Want to try something new with your favorite programming language?🤔 Or you just want to optimize your developing workflow for large Go applications? Then join us for talks from a Google Developer Expert Ellen Körbes, who works with developer relations at Garden. Together we’ll go through two talks about speeding up your workflow⚡ and build a neural network from scratch in Go🤖.
18:45 - 19:00 - Registration
19:00 - 19:15 - Opening
19:15 - 20:00 - Go & Kubernetes Sitting In A Tree
20:00 - 20:15 - Break
20:15 - 21:00 - Learn Neural Networks With Go—Not Math!
21:00 - 21:30 - Networking
Location: Sigma Software Office(Naukova street 7D).
Since the amount of attendees is limited, please say “Yes” only if Go development is applicable for you. 🙏
We are waiting for you 😊
Talk 1: Go & Kubernetes Sitting In A Tree
Developing Go applications for Kubernetes commonly involves a whole lot of manually re-compiling and waiting and pushing and pulling.
In this talk, Ellen Körbes will show you how Garden tackled this issue to achieve the snappiest Go development experience possible, including issues and time sinks such as:
- Juggling dependencies and vendoring and goproxy
- Dealing with huge Docker images
- Does removing debugging information from binaries help?
- When to re-build the container vs. just update files in it?
- Should we recompile locally or in a running container?
...and more. If you're writing Go applications for Kubernetes and looking for a snappier workflow that stays out of your face, this talk's for you.
Talk 2: Learn Neural Networks With Go—Not Math!
Even the most amazing programmers may not have the first clue about math.

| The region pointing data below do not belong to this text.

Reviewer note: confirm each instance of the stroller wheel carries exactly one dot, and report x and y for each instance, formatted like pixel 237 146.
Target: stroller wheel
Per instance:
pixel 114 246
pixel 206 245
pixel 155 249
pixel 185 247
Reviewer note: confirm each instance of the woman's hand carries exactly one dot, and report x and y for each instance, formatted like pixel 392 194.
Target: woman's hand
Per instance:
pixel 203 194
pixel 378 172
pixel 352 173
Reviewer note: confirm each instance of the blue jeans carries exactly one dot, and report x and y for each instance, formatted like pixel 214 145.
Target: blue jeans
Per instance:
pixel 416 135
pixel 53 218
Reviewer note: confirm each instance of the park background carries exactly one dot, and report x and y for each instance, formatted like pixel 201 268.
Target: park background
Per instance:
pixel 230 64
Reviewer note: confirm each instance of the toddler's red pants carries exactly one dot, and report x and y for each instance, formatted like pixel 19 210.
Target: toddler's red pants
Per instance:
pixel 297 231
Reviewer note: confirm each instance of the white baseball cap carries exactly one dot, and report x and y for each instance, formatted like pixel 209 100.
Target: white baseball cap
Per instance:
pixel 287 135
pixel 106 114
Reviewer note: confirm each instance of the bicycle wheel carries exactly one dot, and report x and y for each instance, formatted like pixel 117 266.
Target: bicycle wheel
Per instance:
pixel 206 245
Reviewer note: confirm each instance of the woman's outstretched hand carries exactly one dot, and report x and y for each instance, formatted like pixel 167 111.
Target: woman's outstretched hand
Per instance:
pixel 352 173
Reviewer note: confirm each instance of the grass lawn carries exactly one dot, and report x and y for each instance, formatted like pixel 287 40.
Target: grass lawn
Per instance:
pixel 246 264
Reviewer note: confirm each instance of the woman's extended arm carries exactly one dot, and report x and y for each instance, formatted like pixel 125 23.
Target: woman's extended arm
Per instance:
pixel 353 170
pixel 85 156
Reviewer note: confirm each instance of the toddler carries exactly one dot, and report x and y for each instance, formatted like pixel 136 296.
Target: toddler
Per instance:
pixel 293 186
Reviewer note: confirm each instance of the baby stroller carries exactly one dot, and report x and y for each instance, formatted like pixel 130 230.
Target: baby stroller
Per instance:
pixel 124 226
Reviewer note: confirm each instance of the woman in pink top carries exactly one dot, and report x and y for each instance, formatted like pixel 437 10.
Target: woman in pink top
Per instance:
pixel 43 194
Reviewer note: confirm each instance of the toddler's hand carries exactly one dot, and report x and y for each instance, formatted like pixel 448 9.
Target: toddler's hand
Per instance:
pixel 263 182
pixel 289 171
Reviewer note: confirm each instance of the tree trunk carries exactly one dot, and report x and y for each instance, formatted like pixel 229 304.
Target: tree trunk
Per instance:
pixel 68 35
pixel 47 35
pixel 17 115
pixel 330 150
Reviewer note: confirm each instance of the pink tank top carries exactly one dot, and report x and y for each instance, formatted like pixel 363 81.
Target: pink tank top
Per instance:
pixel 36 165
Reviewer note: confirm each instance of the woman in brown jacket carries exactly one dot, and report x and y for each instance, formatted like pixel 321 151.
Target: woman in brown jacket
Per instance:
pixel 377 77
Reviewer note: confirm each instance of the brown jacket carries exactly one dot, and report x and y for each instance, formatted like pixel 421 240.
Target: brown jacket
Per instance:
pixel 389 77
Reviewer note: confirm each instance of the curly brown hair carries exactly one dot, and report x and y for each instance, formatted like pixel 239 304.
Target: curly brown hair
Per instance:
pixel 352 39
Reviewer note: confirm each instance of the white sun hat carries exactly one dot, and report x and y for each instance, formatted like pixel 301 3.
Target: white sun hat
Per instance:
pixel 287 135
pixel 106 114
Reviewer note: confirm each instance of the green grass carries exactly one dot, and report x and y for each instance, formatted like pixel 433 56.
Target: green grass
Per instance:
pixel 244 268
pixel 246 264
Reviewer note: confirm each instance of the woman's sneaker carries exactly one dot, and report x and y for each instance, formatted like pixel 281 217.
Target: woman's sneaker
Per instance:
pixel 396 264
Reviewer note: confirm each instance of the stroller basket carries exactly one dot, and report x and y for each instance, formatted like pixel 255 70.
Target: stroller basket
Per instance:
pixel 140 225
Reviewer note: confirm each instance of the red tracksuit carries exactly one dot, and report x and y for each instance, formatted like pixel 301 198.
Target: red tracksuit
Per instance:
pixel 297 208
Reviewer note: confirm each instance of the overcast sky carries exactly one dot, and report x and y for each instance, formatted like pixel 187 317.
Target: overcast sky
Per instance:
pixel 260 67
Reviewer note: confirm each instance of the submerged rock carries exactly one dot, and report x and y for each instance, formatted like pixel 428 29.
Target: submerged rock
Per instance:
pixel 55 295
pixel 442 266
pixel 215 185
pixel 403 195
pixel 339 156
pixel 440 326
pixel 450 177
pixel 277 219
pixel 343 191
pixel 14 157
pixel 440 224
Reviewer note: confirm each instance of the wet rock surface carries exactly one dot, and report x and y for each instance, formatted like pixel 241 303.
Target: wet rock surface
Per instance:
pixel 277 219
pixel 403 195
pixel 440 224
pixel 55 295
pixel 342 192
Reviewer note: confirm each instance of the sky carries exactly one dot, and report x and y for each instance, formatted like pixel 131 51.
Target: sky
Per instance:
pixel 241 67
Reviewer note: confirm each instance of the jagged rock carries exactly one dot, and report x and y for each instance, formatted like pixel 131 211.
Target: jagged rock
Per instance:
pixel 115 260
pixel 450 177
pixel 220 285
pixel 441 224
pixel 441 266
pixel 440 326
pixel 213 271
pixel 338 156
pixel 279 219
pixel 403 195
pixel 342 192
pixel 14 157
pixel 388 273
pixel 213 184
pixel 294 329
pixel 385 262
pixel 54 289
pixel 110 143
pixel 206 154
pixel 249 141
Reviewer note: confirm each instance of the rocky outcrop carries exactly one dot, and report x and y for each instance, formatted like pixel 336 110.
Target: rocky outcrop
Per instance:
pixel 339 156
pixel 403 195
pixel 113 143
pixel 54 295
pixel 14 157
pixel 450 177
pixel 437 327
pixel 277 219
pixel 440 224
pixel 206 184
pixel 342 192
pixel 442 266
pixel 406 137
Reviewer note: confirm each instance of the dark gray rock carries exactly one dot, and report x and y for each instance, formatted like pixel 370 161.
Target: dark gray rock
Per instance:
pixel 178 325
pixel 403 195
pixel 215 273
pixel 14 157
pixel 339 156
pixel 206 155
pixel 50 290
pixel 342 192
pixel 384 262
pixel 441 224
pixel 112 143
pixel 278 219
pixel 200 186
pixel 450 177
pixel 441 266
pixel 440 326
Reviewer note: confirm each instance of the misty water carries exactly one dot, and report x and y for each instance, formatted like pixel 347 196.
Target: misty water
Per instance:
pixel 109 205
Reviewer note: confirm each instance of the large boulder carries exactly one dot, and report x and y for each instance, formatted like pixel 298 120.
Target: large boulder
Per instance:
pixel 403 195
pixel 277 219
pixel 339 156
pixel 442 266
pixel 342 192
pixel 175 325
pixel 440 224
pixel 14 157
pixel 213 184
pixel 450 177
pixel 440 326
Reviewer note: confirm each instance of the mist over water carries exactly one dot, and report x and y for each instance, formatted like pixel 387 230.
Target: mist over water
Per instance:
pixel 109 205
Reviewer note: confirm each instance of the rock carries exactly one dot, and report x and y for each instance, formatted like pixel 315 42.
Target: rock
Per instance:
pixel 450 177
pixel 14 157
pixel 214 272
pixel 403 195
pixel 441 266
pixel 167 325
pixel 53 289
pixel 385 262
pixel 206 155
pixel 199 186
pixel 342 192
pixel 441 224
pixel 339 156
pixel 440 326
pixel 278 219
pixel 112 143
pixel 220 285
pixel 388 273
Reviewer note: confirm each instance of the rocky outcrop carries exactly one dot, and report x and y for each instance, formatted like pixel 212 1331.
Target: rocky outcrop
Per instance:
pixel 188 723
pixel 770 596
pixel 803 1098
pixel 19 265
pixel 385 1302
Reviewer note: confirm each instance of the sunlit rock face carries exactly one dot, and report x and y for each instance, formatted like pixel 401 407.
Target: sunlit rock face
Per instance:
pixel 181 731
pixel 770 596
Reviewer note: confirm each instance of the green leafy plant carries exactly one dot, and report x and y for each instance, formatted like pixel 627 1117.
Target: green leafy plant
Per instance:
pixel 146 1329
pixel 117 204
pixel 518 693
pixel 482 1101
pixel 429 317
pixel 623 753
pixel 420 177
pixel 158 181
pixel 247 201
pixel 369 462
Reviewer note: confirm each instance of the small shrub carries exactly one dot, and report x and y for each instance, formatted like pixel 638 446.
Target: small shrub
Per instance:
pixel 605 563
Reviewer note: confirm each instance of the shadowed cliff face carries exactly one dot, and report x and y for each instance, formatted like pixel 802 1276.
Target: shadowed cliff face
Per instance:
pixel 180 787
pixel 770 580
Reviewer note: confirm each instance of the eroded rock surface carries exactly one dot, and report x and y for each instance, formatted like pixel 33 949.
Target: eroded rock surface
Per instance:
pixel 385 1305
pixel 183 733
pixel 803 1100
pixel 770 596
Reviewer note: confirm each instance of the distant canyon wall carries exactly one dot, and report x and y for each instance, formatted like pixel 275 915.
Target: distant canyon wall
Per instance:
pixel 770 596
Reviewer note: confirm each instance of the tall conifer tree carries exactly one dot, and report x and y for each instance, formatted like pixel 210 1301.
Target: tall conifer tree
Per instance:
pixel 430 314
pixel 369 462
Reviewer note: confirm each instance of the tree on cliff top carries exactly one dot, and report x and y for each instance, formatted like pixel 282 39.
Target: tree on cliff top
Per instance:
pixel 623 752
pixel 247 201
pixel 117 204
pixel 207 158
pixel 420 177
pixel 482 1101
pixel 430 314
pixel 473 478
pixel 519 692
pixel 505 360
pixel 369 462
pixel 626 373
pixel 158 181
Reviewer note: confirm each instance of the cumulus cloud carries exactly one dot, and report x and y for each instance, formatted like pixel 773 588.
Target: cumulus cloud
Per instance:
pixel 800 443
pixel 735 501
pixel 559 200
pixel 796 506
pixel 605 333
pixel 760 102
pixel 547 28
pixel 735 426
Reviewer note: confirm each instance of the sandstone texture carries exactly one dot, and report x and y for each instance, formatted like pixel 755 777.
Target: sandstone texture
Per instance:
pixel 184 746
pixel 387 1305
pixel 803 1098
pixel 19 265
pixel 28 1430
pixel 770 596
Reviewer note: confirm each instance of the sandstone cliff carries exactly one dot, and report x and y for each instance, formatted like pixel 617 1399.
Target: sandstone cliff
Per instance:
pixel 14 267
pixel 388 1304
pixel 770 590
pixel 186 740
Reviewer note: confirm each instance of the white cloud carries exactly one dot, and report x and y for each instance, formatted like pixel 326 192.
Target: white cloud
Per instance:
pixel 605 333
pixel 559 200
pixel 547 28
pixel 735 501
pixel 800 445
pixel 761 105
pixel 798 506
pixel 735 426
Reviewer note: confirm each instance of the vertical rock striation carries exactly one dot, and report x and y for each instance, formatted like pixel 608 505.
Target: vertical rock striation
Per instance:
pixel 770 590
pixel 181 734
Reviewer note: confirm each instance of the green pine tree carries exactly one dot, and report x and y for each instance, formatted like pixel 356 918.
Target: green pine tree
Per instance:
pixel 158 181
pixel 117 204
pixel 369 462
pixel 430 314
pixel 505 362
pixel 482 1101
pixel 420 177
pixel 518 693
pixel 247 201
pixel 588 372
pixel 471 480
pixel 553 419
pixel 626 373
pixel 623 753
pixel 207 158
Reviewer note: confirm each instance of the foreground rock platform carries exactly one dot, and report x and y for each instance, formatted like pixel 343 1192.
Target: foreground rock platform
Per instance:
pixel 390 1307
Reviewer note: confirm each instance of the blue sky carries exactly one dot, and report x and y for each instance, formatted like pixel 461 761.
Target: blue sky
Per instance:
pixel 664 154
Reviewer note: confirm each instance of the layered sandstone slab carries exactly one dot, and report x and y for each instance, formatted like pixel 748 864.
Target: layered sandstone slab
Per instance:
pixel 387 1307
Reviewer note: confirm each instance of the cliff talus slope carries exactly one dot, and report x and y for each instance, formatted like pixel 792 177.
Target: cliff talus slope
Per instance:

That makes learning neural networks particularly inaccessible, as an integral part of explaining it relies on mathematical formulas. Ah, the formulas…with all their lines and curves and ancient symbols; they’re just as unintelligible as they are beautiful.
What’s a better way for us to learn it instead? With a language we all speak: code.
Ellen Körbes dives into every component required to write a neural network from scratch, like network structure, activation functions, forward propagation, gradient descent, and backpropagation. But you’ll look at them as a programmer: defining what you’re trying to achieve, then writing an implementation for it. And you’ll do it using only Go code—no specialized libraries like TensorFlow and PyTorch required. So if you ever wanted to really understand how a neural network works but thought it to be out of your reach because of the math, this is for you. Code, not math! Algorithms, not logarithms!